As for the henna body art, I have had that done on my hand. I think it is awesome. It stayed on for a couple of weeks, depending on how much you wash your hands I guess. My husband wasn't very happy with me for getting it done, but I thought it was awesome. I could be a tattoed freak if it weren't for my hubby and family!!!

Thanks for the great writing about the henna.

Liz Pudas

My mother was blonde. As a young girl in the 1930's & 40's, the Minnesota summer sun would bring out strawberry blonde highlights.

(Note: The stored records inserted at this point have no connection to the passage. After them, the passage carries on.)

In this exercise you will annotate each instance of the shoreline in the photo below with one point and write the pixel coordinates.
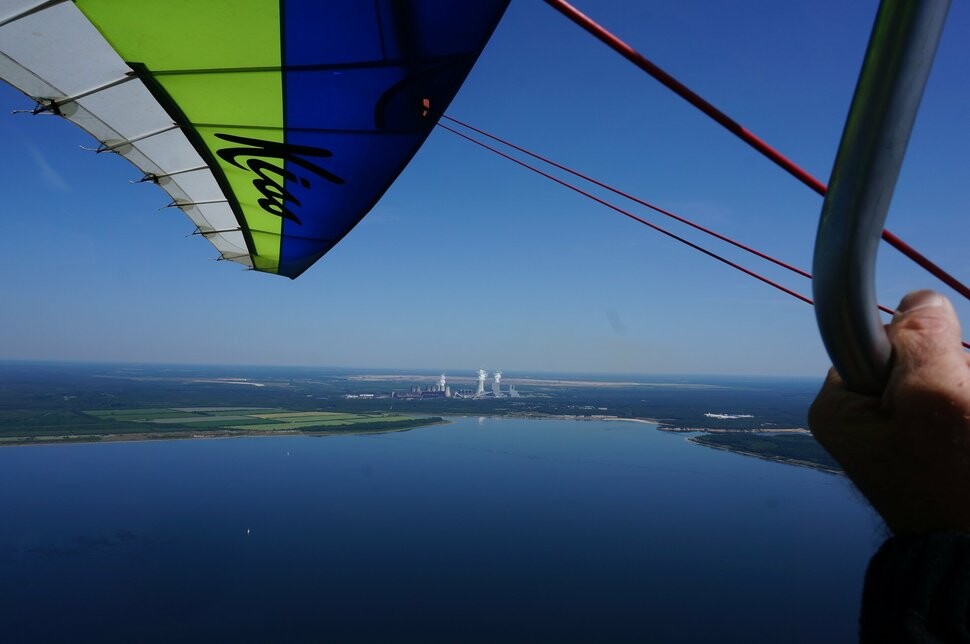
(767, 457)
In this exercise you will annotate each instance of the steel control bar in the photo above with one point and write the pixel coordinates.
(894, 73)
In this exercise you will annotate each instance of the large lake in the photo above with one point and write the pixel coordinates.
(481, 530)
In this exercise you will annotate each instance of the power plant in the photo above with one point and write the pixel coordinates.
(443, 390)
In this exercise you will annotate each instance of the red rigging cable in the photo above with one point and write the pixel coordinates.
(615, 208)
(740, 131)
(631, 216)
(626, 195)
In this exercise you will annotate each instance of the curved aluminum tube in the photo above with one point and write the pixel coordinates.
(897, 63)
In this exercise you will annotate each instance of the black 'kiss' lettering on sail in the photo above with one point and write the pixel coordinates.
(271, 179)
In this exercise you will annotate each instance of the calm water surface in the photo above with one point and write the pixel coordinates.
(481, 530)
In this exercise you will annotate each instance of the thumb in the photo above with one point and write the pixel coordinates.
(925, 336)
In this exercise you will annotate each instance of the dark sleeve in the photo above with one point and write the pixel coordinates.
(918, 590)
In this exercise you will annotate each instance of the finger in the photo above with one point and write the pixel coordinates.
(925, 336)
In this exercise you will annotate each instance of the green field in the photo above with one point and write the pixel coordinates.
(241, 419)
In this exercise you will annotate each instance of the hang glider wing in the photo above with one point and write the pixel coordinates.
(275, 125)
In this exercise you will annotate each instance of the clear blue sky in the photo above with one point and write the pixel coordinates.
(469, 261)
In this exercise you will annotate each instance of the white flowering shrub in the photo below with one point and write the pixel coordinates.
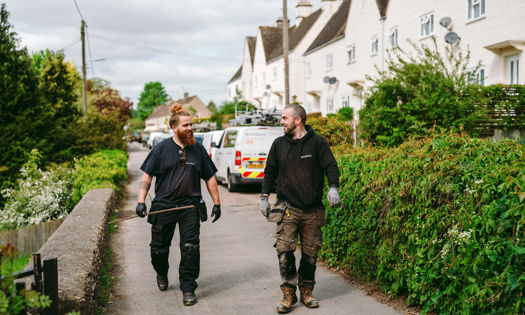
(39, 195)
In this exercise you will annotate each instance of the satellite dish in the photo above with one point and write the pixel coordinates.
(451, 37)
(445, 22)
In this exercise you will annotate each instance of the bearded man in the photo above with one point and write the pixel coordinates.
(178, 163)
(296, 166)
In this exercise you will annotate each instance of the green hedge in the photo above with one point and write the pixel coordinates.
(439, 220)
(103, 169)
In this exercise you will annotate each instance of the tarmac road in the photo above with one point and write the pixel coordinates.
(239, 268)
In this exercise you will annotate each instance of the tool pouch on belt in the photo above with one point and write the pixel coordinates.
(277, 211)
(203, 212)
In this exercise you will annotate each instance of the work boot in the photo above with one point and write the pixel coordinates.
(162, 282)
(189, 298)
(289, 299)
(308, 297)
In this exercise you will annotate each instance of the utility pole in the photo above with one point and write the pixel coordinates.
(83, 38)
(285, 55)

Unfortunately, her father did not understand, since "Only women of ill repute henna their hair!"


I've used Henna off & on for several years, & love it! My hairdresser complains, but I don't notice a lot of difference between the colours she choses & the henna, & I enjoy using henna more! As Ruby says, 'roots are roots,' so I re-do my roots more frequently.
I really liked the link to the henna site - I just got my hair cut REALLY short -'Gamine' & mixed neutral & dark brown henna with lemon juice & a bit of honey, which I let set overnight. In the morning I added a few drops of lavender, palmarosa & hyssop Essential Oils, applied the blend, wrapped my hair with saran wrap (I've usually used large veggie bags) & left it on for ~ 3 hours, then washed out & conditioned.

Nice. A bit of colour & more shine :)

Thanks for the tips!

Kay Pruden

I'm finding the discussion of henna for the hair very interesting. Back in the 30's (I was a kid) my mother was one of those who really put down any woman that used henna on her hair---called them hussies.

At 84, I doubt I should even consider trying it, besides my husband would object mightily. When I was working, a big party was coming up so I had my hairdresser put a dark auburn rinse on my hair--looked more like henna--I loved it and had oodles of fun. Hubby sulked the whole time. TeeHee.